I'm new in CPLEX Optminization and at the moment, I'm writing a model that should assign nurses to surgery cases that fit their competences, specialty…
Actually I thought that the model is working correctly, but when I am trying it, it assigns nurses to cases, in which they are not allowed to work.
I hope somebody here will make time to look at the model and can help me.
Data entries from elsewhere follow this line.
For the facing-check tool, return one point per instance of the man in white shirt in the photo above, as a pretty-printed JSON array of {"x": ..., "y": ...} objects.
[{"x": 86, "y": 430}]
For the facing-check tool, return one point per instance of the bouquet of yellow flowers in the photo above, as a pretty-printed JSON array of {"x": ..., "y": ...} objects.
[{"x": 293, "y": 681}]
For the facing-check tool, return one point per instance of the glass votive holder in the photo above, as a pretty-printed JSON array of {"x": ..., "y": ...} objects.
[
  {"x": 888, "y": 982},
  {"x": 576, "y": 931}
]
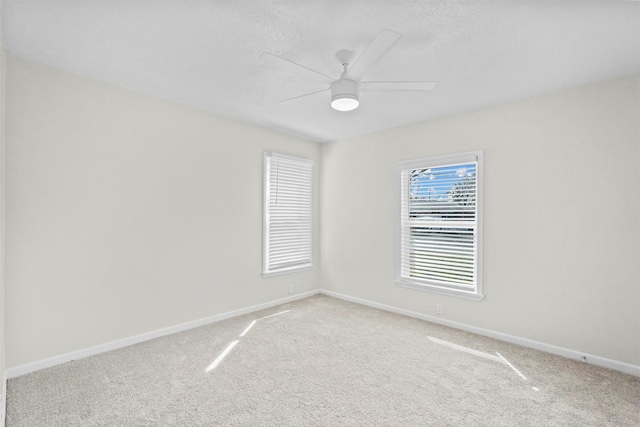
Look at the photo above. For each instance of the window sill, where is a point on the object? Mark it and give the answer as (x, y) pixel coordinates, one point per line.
(284, 271)
(439, 290)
So here is the existing model (very easy at the moment with 5 nurses and one case):
.mod:
// indices
tuple nurses {
key int number_nurses ;
string roles ;
string specialty ;
string compentency ;
int shift_start ;
int shift_end ;
}
tuple shifts {
int shift_start ;
int shift_end ;
}
{shifts} shift = ... ;
{nurses} nurse = ... ;
int j = ... ;
range available_ORs = 1..j ;
{string} roles = ... ;
{string} specialty = ... ;
tuple cases {
key int number_cases ;
int start_time ;
int end_time ;
int duration ;
int demand_RN ;
int demand_ST ;
int available_ORs ;
string specialty_needed ;
string competency_needed ;
}
{cases} case = ... ;
//{string} shifts = ... ;
{string} competency = ... ;
int h = ... ;
range time_intervals = 1..h ;
// parameters
int P1 [nurse][shift] = ... ;
int P2 [nurse][roles][specialty][competency] = ... ;
int P3 [case][available_ORs] = ... ;
int P4 [time_intervals][case][specialty][competency] = ... ; // Auf Complexity innerhalb des Cases zugreifen
int P5 [time_intervals][case][roles] = ... ;
int P6 [case][time_intervals] = ... ;
int P7 [case] = ... ;
int P8 [time_intervals][shift] = ...;
int M = ... ;
// decision variables
dvar boolean y [nurse][case][roles][time_intervals] in 0..1 ; // 1: Nurse is assigened to case to perform role in time interval, 0: otherwise
dvar boolean x [nurse][case][roles] in 0..1 ;
dvar int de [time_intervals][case][roles] in 0..1 ;
dvar int dev [time_intervals][nurse] in 0..1 ;
dvar int dev2 [nurse][time_intervals] in 0..1 ;
dvar int xdev [nurse][available_ORs] in 0..1 ;
dvar int nc [nurse][case] in 0..1 ;
dvar int cd [nurse][case] in 0..1 ;
// deviation variable
dvar int DE ;
dvar int DS ;
dvar int DF ;
dvar int XDEV ;
dvar int NCT ;
dvar int CDT ;
// Objective function
minimize (DE+DF+DS+XDEV+NCT+CDT) ;
// Hard Constraints
subject to {
forall (i in nurse, h in time_intervals)
cons_01: // each nurse is assigned to at most one case in each time interval and performs a single role
sum (c in case,k in roles) y[i][c][k][h] <= 1 ;
forall (i in nurse, c in case, k in roles, h in time_intervals)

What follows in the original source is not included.